Many people in Georgia believe bankruptcy only looks at what happens after you file your paperwork. In reality, the months leading up to your filing matter just as much. Using credit cards or selling property right before filing can raise red flags. These actions may delay your case or reduce the debt relief you receive.
Using credit shortly before filing
Using credit cards or taking out loans right before filing for bankruptcy can create serious legal issues. Under federal law, the court assumes that when you use credit, you intend to pay it back. If you spend a lot of money just before filing, a creditor may argue you never planned to pay.
In Georgia, specific rules apply to “luxury goods” and cash. If you charge more than $800 for luxury items within 90 days of filing, the court may presume you acted improperly. Similarly, courts view cash advances of more than $1,100 taken within 70 days of filing with suspicion. If a court agrees with the creditor, you will still owe that debt even after your bankruptcy ends.
Selling or transferring assets before filing
Selling property before filing also carries risks. Bankruptcy law requires honesty and fairness to the people you owe. The law sees selling assets for less than they are worth—or giving them to friends and family—as “voidable.”
In Georgia, a bankruptcy trustee reviews your past sales and gifts.
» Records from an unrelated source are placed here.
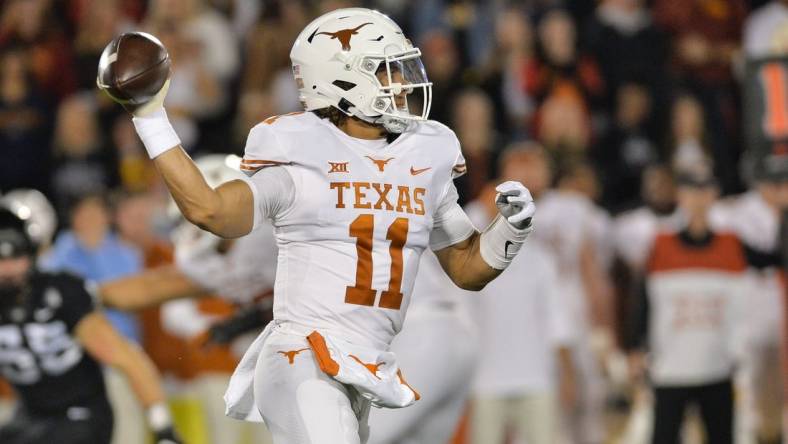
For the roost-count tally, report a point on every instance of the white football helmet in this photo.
(340, 59)
(34, 208)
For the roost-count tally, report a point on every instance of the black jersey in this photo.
(39, 355)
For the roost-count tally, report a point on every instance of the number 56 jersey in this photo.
(352, 218)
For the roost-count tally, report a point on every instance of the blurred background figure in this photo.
(570, 226)
(525, 373)
(473, 123)
(620, 94)
(690, 317)
(84, 162)
(91, 249)
(439, 345)
(755, 217)
(25, 123)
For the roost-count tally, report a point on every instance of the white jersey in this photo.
(766, 31)
(757, 225)
(361, 214)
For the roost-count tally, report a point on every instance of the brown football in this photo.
(133, 68)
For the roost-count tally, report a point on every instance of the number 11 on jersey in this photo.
(363, 228)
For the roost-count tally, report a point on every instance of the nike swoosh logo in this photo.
(506, 248)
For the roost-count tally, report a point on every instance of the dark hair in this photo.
(333, 115)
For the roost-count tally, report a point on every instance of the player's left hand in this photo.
(515, 203)
(166, 436)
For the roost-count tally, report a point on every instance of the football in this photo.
(133, 68)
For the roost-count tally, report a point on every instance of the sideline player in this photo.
(357, 188)
(439, 347)
(48, 321)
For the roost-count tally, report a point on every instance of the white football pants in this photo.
(437, 351)
(299, 403)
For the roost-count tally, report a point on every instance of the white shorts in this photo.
(299, 403)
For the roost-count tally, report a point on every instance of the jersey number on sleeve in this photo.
(362, 293)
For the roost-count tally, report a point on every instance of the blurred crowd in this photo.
(604, 101)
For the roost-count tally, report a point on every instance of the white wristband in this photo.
(500, 242)
(156, 133)
(159, 417)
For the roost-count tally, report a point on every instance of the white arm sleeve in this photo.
(451, 225)
(274, 192)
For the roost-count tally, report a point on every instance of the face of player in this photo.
(13, 274)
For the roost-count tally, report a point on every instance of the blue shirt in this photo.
(112, 259)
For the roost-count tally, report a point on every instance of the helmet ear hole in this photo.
(343, 85)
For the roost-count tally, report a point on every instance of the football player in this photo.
(357, 187)
(52, 342)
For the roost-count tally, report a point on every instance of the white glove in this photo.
(515, 203)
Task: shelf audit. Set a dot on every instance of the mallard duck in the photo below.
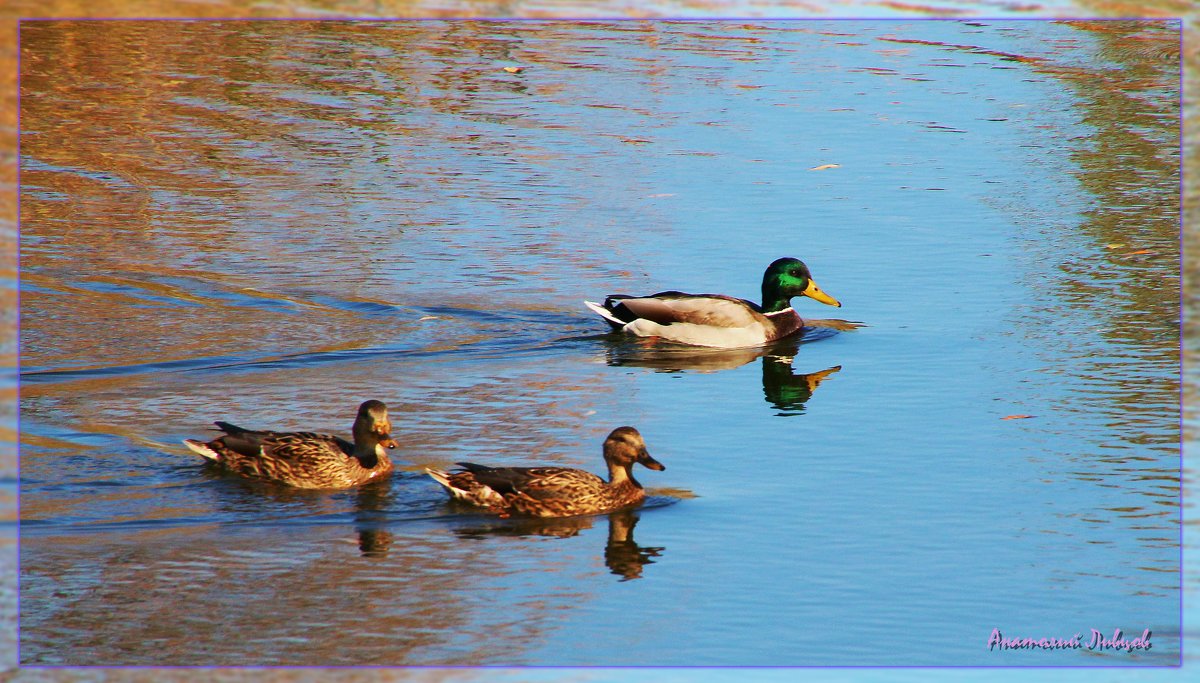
(306, 460)
(555, 491)
(715, 319)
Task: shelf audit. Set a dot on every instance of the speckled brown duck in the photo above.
(306, 460)
(555, 491)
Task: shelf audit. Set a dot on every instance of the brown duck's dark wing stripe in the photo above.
(294, 447)
(715, 311)
(499, 479)
(514, 479)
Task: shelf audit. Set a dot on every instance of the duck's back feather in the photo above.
(670, 307)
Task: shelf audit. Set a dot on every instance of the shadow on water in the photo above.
(784, 389)
(622, 555)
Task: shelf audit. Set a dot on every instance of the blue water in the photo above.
(268, 223)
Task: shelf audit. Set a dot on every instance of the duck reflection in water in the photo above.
(622, 555)
(240, 497)
(783, 388)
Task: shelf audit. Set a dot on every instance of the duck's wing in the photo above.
(538, 483)
(667, 307)
(282, 445)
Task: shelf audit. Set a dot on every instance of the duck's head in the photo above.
(624, 447)
(789, 277)
(372, 425)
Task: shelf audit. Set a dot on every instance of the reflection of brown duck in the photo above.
(622, 555)
(555, 491)
(306, 460)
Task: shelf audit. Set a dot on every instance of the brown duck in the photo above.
(555, 491)
(306, 460)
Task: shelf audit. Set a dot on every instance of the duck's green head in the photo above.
(789, 277)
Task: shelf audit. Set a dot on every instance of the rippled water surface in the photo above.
(270, 222)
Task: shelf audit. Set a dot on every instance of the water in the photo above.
(270, 222)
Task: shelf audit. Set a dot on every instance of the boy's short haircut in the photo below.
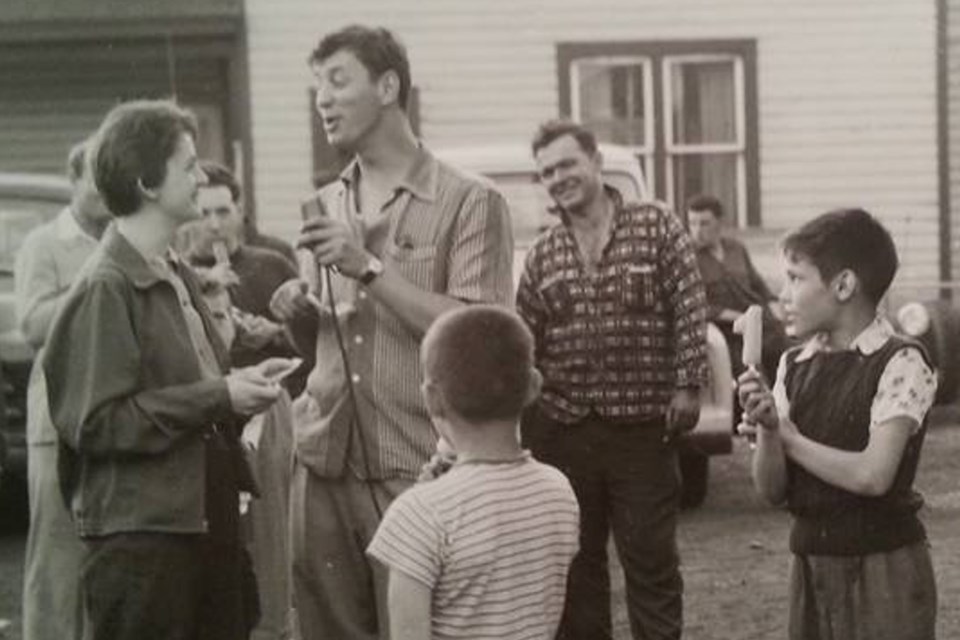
(552, 130)
(377, 49)
(703, 202)
(133, 145)
(481, 359)
(848, 239)
(219, 176)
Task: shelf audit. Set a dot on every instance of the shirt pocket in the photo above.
(418, 264)
(638, 287)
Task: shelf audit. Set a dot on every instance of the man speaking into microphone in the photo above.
(405, 238)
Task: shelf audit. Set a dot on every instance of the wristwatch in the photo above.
(370, 272)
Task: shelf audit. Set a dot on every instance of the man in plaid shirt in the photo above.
(614, 299)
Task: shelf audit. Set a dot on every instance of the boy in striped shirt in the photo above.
(483, 551)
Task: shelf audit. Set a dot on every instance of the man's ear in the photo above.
(389, 84)
(536, 385)
(845, 284)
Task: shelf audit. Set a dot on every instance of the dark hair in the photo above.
(219, 176)
(703, 202)
(554, 129)
(848, 239)
(76, 160)
(481, 358)
(377, 49)
(133, 145)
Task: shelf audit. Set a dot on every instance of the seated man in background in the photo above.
(732, 283)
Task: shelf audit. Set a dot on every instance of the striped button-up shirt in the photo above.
(444, 232)
(619, 339)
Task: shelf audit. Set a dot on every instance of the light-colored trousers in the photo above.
(338, 591)
(268, 520)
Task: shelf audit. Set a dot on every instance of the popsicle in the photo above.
(750, 326)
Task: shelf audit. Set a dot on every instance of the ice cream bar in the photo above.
(220, 253)
(750, 326)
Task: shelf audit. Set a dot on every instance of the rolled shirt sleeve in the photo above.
(481, 258)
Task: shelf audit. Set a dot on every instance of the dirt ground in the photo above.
(734, 548)
(735, 556)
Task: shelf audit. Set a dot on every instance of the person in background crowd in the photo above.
(48, 262)
(147, 414)
(250, 275)
(733, 284)
(839, 439)
(407, 238)
(614, 300)
(483, 551)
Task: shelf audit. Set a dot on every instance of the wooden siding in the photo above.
(847, 91)
(953, 118)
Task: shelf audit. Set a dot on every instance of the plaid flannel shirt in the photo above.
(621, 339)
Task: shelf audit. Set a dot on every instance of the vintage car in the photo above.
(26, 201)
(511, 169)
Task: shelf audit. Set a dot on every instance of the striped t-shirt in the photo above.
(493, 542)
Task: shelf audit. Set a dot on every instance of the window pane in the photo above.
(704, 105)
(612, 101)
(714, 175)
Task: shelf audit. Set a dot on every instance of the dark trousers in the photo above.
(163, 586)
(626, 480)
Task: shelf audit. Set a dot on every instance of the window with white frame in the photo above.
(688, 110)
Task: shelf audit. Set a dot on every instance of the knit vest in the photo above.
(831, 395)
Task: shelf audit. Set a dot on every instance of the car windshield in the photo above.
(18, 216)
(530, 204)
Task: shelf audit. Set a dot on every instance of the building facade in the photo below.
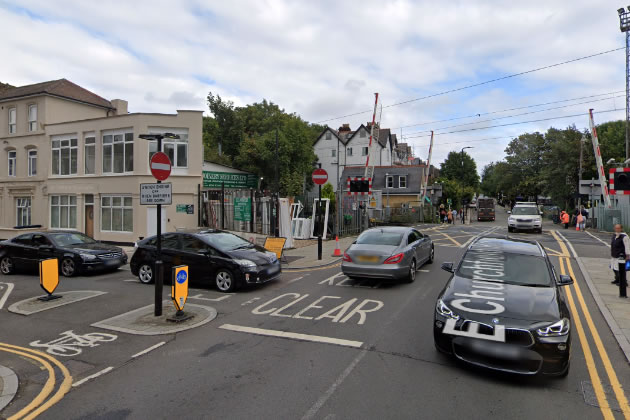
(73, 160)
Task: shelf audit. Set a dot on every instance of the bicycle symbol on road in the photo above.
(69, 344)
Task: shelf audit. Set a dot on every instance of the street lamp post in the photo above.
(624, 26)
(159, 267)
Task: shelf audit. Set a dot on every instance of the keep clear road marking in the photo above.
(35, 407)
(291, 335)
(612, 376)
(6, 294)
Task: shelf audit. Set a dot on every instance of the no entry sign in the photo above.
(320, 176)
(160, 166)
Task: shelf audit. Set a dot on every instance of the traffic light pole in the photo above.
(159, 266)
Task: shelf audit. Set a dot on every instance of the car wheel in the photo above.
(68, 268)
(145, 273)
(225, 281)
(6, 266)
(412, 272)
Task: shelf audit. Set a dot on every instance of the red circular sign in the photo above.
(160, 166)
(320, 176)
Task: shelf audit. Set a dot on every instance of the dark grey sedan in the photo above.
(388, 252)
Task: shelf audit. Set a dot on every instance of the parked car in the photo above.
(212, 256)
(388, 252)
(503, 309)
(76, 252)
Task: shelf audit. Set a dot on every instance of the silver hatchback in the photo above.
(388, 252)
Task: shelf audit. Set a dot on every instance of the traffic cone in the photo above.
(337, 249)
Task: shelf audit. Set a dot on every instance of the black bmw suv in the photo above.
(503, 309)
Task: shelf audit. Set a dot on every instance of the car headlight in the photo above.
(556, 329)
(444, 310)
(245, 263)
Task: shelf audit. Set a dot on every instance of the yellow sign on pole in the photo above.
(275, 245)
(179, 286)
(49, 276)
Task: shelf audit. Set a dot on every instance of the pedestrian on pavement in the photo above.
(564, 219)
(620, 253)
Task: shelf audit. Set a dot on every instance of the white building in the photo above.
(336, 149)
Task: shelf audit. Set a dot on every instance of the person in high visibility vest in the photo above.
(564, 219)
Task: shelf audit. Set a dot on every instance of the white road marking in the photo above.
(200, 297)
(291, 335)
(145, 351)
(587, 232)
(322, 400)
(96, 375)
(6, 293)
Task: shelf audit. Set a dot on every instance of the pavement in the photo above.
(313, 344)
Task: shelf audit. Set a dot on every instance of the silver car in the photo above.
(388, 252)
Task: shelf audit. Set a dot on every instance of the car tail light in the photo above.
(394, 259)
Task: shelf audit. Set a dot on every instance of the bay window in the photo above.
(64, 155)
(63, 211)
(116, 214)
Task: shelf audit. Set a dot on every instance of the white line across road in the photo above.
(291, 335)
(96, 375)
(6, 294)
(145, 351)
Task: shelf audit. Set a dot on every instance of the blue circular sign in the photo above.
(181, 277)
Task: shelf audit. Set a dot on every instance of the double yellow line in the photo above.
(565, 260)
(39, 404)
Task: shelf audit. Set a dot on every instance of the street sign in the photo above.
(179, 286)
(160, 166)
(152, 194)
(49, 277)
(320, 176)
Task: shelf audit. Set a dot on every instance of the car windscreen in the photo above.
(70, 238)
(224, 241)
(380, 237)
(505, 267)
(525, 211)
Under the Georgia Uniform Voidable Transactions Act, a trustee can look back up to four years to undo a transfer. If the trustee finds a problem, they can require the recipient to return the item to the bankruptcy estate.
Paying off one specific friend or creditor while ignoring others can also cause trouble. If you pay a general creditor within 90 days of filing (or 1 year for a family member), the trustee can “claw back” that money to share it fairly among everyone you owe.
Why legal guidance matters
Bankruptcy rules focus on timing and intent. Actions that seem helpful can lead to legal trouble. Speaking with a bankruptcy attorney before using credit or selling assets can help you plan safely. Legal guidance enables you to understand the rules. They also help you avoid costly errors and protect the relief bankruptcy offers.